The story at the epicenter of the outbreak takes the most energy from “We’re all dead,” which doesn’t leave much room for possible insights into how these responsible adults are reacting. Every time the focus shifts away from high school, it reinforces that scale is what this show does best. As it becomes clearer that the students are far from the only ones dealing with this damning problem, it’s hard not to imagine what a version of this show would be like if it weren’t so attached to a only place.

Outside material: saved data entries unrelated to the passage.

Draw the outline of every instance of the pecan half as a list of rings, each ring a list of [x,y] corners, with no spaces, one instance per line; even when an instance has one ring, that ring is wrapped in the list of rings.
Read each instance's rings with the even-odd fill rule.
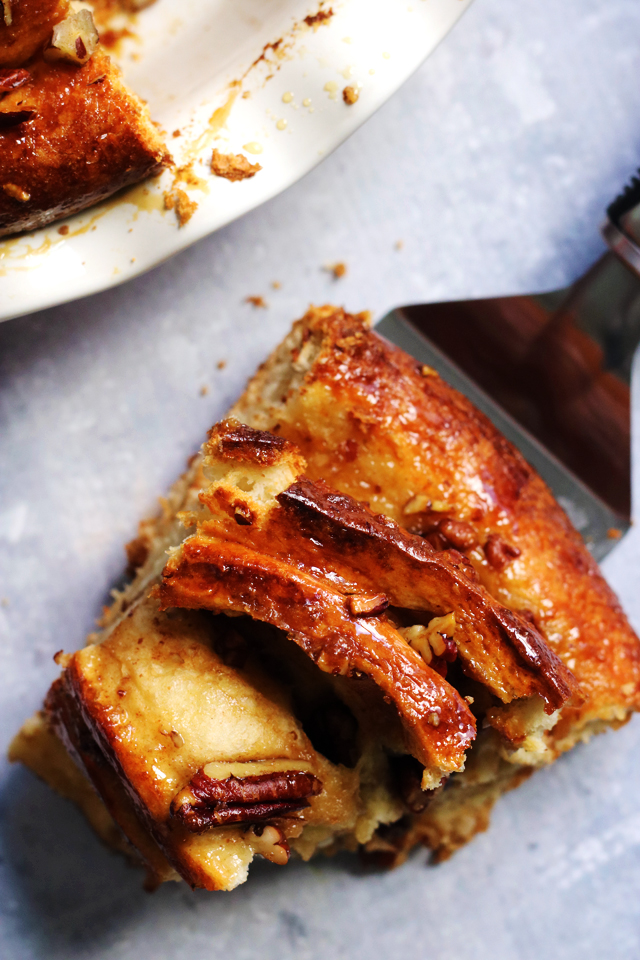
[[[174,797],[171,816],[192,833],[201,833],[226,823],[256,823],[302,810],[321,790],[317,777],[297,770],[224,780],[199,770]]]
[[[497,533],[492,533],[489,536],[484,545],[484,552],[491,566],[498,572],[504,570],[512,560],[520,556],[520,550],[507,543]]]
[[[2,0],[0,4],[2,6],[2,19],[4,20],[5,27],[10,27],[13,23],[13,15],[11,13],[11,0]]]
[[[0,93],[8,93],[10,90],[17,90],[23,87],[31,74],[22,67],[14,69],[0,70]]]

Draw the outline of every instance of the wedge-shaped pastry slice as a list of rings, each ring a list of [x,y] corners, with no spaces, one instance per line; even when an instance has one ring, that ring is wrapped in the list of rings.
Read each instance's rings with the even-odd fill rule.
[[[233,415],[279,442],[212,435],[141,524],[135,578],[66,661],[49,727],[36,718],[12,747],[103,835],[120,824],[157,879],[230,887],[285,844],[442,858],[536,763],[640,705],[640,644],[542,481],[365,318],[311,311]],[[150,591],[230,616],[162,613]],[[540,637],[582,700],[560,706],[573,682]],[[422,693],[446,707],[442,730]],[[455,772],[471,700],[478,735]],[[59,751],[50,762],[51,725],[113,819]],[[427,783],[454,769],[444,787],[421,789],[425,763]]]

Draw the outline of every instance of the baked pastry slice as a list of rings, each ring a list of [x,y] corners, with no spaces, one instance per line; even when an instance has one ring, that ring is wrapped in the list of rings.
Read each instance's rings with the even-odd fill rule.
[[[310,312],[233,414],[12,747],[72,793],[54,730],[156,881],[446,856],[636,709],[640,645],[549,491],[365,318]]]
[[[87,9],[5,0],[4,10],[0,236],[83,210],[171,161],[146,106],[100,49]]]

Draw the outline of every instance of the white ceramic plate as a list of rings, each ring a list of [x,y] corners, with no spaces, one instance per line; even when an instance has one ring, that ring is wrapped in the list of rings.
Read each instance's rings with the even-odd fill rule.
[[[178,186],[198,209],[178,227],[164,208],[166,171],[69,218],[64,235],[58,222],[0,241],[0,319],[122,283],[284,190],[397,90],[470,2],[158,0],[116,59],[177,164],[191,165],[192,182]],[[319,9],[333,16],[305,23]],[[351,106],[347,85],[359,91]],[[214,147],[263,169],[235,183],[214,177]]]

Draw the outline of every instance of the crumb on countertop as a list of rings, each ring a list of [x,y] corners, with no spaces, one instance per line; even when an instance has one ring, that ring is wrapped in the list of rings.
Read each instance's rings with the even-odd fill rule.
[[[69,233],[69,224],[63,223],[61,227],[58,227],[58,233],[61,237],[66,237],[66,235]]]
[[[349,107],[352,106],[352,104],[357,103],[359,97],[360,93],[356,87],[345,87],[342,91],[342,99]]]
[[[268,303],[264,297],[245,297],[245,303],[250,303],[252,307],[262,307],[263,310],[266,310]]]
[[[402,248],[404,247],[404,240],[396,240],[393,246],[395,247],[396,250],[402,250]]]
[[[331,263],[331,264],[329,264],[328,266],[324,267],[324,269],[325,269],[328,273],[332,273],[332,274],[333,274],[334,280],[339,280],[340,277],[344,277],[344,276],[345,276],[345,274],[346,274],[346,272],[347,272],[347,265],[346,265],[346,263],[342,263],[342,261],[339,261],[338,263]]]
[[[173,133],[171,134],[171,136],[172,136],[172,137],[181,137],[181,136],[182,136],[182,132],[181,132],[180,130],[174,130]]]
[[[247,180],[262,170],[259,163],[250,163],[242,153],[220,153],[214,150],[211,155],[211,173],[225,180]]]
[[[200,387],[200,396],[206,397],[208,393],[209,393],[209,387],[207,386],[206,383],[203,383],[203,385]]]
[[[272,280],[272,281],[271,281],[271,288],[272,288],[272,290],[281,290],[281,289],[282,289],[282,284],[280,283],[279,280]]]
[[[226,365],[227,365],[226,360],[218,360],[218,362],[216,363],[216,367],[218,368],[218,370],[224,370]]]
[[[618,530],[617,527],[609,527],[607,530],[607,536],[609,540],[619,540],[622,536],[622,530]]]

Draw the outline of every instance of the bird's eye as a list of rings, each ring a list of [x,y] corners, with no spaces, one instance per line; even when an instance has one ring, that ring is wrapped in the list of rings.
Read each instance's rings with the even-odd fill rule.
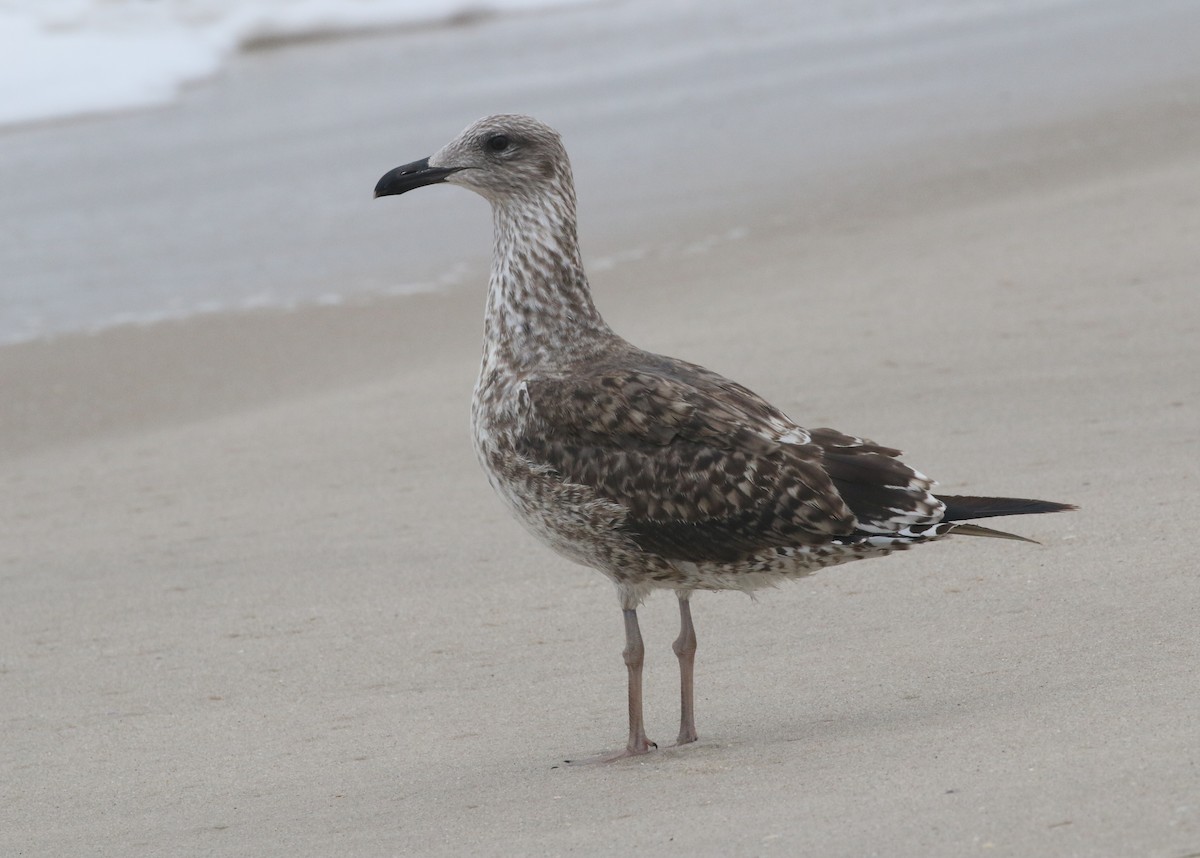
[[[503,134],[493,134],[487,139],[489,152],[503,152],[508,148],[509,140]]]

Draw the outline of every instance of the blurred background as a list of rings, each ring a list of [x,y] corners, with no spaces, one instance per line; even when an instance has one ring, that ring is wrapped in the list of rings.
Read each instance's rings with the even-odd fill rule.
[[[736,241],[750,210],[802,232],[831,183],[932,181],[932,143],[986,176],[976,141],[1139,88],[1161,100],[1198,17],[1170,0],[0,0],[0,343],[477,283],[486,207],[384,213],[371,189],[488,113],[563,132],[594,270]],[[1102,142],[1059,141],[1067,161]]]

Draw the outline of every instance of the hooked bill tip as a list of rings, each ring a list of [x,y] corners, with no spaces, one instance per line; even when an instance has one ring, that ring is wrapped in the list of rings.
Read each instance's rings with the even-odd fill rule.
[[[375,198],[403,194],[413,188],[434,185],[446,181],[446,177],[457,172],[456,167],[431,167],[429,159],[422,158],[384,173],[375,183]]]

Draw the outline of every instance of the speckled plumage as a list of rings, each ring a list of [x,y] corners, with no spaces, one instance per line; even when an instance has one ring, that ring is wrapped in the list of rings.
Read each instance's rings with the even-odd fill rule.
[[[631,664],[626,753],[649,746],[636,735],[641,642],[632,612],[650,591],[679,594],[684,640],[694,590],[753,590],[955,532],[1007,536],[958,519],[1066,508],[939,499],[898,450],[806,430],[733,381],[617,336],[583,271],[566,151],[542,123],[482,119],[425,161],[389,173],[377,194],[435,181],[492,204],[495,247],[471,411],[476,452],[519,521],[618,587],[631,635],[626,661],[633,648],[637,662],[639,723]],[[685,658],[681,742],[695,737]]]

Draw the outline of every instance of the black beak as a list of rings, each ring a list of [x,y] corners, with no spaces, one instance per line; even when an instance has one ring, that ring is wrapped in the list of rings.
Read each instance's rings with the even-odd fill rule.
[[[451,173],[458,172],[458,167],[430,167],[429,159],[422,158],[403,167],[397,167],[383,174],[383,178],[375,185],[375,196],[387,197],[392,194],[402,194],[423,185],[436,185],[446,181]]]

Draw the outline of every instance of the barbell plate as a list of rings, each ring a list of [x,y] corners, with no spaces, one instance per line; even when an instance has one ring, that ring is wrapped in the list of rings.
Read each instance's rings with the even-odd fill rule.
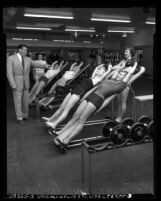
[[[111,141],[114,144],[122,144],[125,142],[127,130],[125,126],[117,125],[113,128],[111,132]]]
[[[131,118],[125,118],[121,122],[121,125],[124,125],[124,126],[132,126],[133,124],[134,124],[134,120]]]
[[[106,124],[103,126],[102,135],[104,137],[110,137],[112,129],[117,125],[118,123],[116,121],[108,120]]]
[[[137,121],[140,122],[140,123],[149,125],[149,123],[151,122],[151,119],[148,116],[142,115],[141,117],[138,118]]]
[[[122,120],[121,122],[121,125],[125,126],[126,127],[126,138],[130,138],[130,129],[131,129],[131,126],[134,124],[134,120],[131,119],[131,118],[125,118]]]
[[[134,141],[138,142],[144,138],[147,134],[147,127],[139,122],[134,123],[130,129],[130,137]]]

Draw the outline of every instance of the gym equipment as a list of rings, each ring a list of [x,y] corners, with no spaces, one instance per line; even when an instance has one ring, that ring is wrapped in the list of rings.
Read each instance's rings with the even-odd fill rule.
[[[151,120],[150,117],[142,115],[140,118],[138,118],[138,122],[142,123],[146,129],[147,129],[147,134],[153,138],[153,130],[154,130],[154,121]]]
[[[149,122],[148,117],[141,118],[142,122]],[[150,131],[149,131],[150,132]],[[131,138],[134,142],[139,142],[147,135],[146,126],[141,122],[136,122],[131,118],[125,118],[121,124],[108,121],[103,127],[103,136],[109,137],[114,144],[121,144],[125,139]]]
[[[111,132],[111,141],[114,144],[122,144],[127,138],[127,129],[125,126],[117,125]]]
[[[62,86],[57,86],[57,94],[59,97],[56,96],[56,98],[63,98],[73,90],[73,82],[79,78],[79,76],[87,69],[89,68],[90,64],[87,64],[72,80],[69,80],[64,87]],[[56,100],[55,100],[56,101]],[[55,108],[55,105],[50,104],[47,108],[50,108],[51,110]]]
[[[134,142],[144,140],[144,137],[148,135],[147,124],[149,122],[150,118],[147,116],[140,117],[136,123],[131,118],[125,118],[121,125],[126,129],[126,132],[124,132],[124,129],[121,130],[121,127],[119,127],[118,131],[117,127],[114,128],[115,138],[119,138],[117,133],[120,135],[122,132],[124,138],[131,138]]]
[[[131,138],[135,142],[143,140],[144,136],[147,135],[146,127],[140,122],[134,123],[131,118],[125,118],[121,125],[126,128],[125,137]]]
[[[113,128],[117,125],[118,125],[118,123],[116,121],[107,120],[107,123],[103,126],[102,135],[104,137],[110,138],[110,135],[111,135]]]
[[[93,125],[105,124],[107,121],[108,121],[107,119],[98,119],[98,120],[93,120],[93,121],[87,121],[87,122],[85,122],[85,127],[86,127],[86,126],[93,126]],[[58,127],[56,128],[56,131],[61,130],[64,126],[65,126],[65,125],[60,125],[60,126],[58,126]],[[51,135],[55,135],[55,134],[54,134],[54,129],[51,128],[51,127],[48,128],[48,132],[49,132],[49,134],[51,134]],[[102,137],[102,136],[97,136],[97,137]],[[94,138],[95,138],[95,137],[94,137]],[[86,139],[93,139],[93,137],[92,137],[92,138],[86,138]],[[75,140],[74,140],[74,141],[75,141]],[[76,140],[76,142],[77,142],[77,141],[82,141],[82,139]],[[73,142],[73,141],[72,141],[72,142]]]
[[[82,192],[85,194],[92,194],[92,157],[94,153],[102,152],[102,151],[108,151],[112,149],[127,147],[127,146],[133,146],[135,144],[143,144],[143,143],[149,143],[152,141],[140,141],[138,143],[128,143],[128,139],[125,140],[125,142],[121,145],[115,145],[110,142],[105,142],[101,145],[98,145],[97,141],[95,141],[95,144],[90,145],[87,141],[82,142],[81,146],[81,182],[82,182]],[[126,150],[125,150],[126,151]],[[110,160],[110,158],[109,158]],[[149,160],[149,159],[148,159]]]
[[[151,122],[151,119],[148,116],[142,115],[141,117],[138,118],[137,121],[147,126]]]
[[[130,130],[131,126],[134,124],[134,120],[131,118],[125,118],[121,121],[121,125],[126,126],[127,131]]]
[[[140,122],[136,122],[131,126],[130,138],[135,142],[141,141],[147,135],[147,128]]]
[[[110,138],[114,144],[121,144],[125,139],[130,138],[130,128],[134,121],[131,118],[125,118],[121,124],[109,120],[103,127],[102,134]]]
[[[137,119],[136,117],[136,107],[137,107],[137,102],[141,104],[141,115],[143,114],[144,111],[144,103],[146,101],[153,101],[153,94],[151,95],[143,95],[143,96],[135,96],[134,97],[134,113],[135,113],[135,120]]]

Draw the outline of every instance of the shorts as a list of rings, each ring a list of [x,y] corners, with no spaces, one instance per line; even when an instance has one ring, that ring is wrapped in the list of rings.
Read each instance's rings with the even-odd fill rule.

There are faint glimmers of a leaner, more confident spectacle that emerges. At one point, Hyosan students record farewell messages for their families, a reminder that children whose parents don’t have their own separate stories also have something to live for. There’s not much room for non-gloom here, but the occasional lighthearted distraction and banter makes for something other than the living hell that unfolds just beyond the walls of every occupied room. These moments are welcome when they arise. However, for a show lasting nearly 12 hours, there isn’t enough to break the repetitive cycle of a familiar story.
“All of Us are Dead” is now available to stream on Netflix.